Note that the documentation for both of these endpoints uses the old semantic types as examples and should also be fixed.

amykglen commented 1 year ago

is there any estimate on when this will be fixed? the synonymization portion of our RTX-KG2 build system relies on the /get_semantic_types and /get_curie_prefixes endpoints so we're currently unable to complete our Biolink 3.0 build. we're trying to gauge whether we should come up with a workaround or wait for this to be fixed.

gaurav commented 1 year ago

Hi @amykglen! I think it could be up to 3-4 weeks before we can get /get_semantic_types and /get_curie_prefixes fully up and running again. This is clearly a pretty old bug, since even NodeNorm-ITRB-Prod (which hasn't changed in a while) isn't returning this information. We might get lucky and stumble upon the bug pretty quickly, but I don't want to get your hopes up! I will report back as soon as we have an update.

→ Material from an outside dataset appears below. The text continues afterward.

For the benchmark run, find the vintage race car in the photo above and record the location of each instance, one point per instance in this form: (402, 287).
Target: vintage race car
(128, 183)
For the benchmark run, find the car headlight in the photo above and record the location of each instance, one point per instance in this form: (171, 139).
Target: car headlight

In the meantime, I've modified one of my Babel validation programs to produce output that might be close enough to the /get_curie_prefixes output for your immediate needs. I've added some code that counts the number of times each prefix is used in each Biolink type. Unlike /get_curie_prefixes, this won't use this Biolink hierarchy, and so will only provide direct counts for Biolink types in Babel, i.e. it will return a count of identifiers for bothbiolink:SmallMolecule and its parent type, biolink:ChemicalEntity, but the count for the latter won't include the count for the former. My plan is to use this to cross-check the /get_semantic_types and /get_curie_prefixes outputs once they're working again, but if I can get this code working in a day or two, would that be a workable stop-gap solution for your workflow while you wait for the API endpoints to be fixed?

amykglen commented 1 year ago

thanks @gaurav! we found a cached copy of NodeNormalizer info on our end that we were able to use to get what we needed. but thank you for offering that stop-gap solution.

gaurav commented 1 year ago

When I was previously trying to figure out what was going wrong, I think I found the code that was supposed to be calculating semantic type information in the NodeNorm loader: https://github.com/TranslatorSRI/NodeNormalization/blob/a7b85f0511bf89ef98b71ba26b36b97822045296/node_normalizer/loader.py#L446-L484

I've confirmed that this is broken in r3_nodenorm 2.0.9, but I haven't tried the code in the current master branch. If that code is ready for release, I can try it when I figure out how to get the current Babel run to complete.

amykglen commented 1 year ago

hey @gaurav - is /get_semantic_types still expected to be broken at this point? we will use cached info again if so, but just wanted to check. thanks!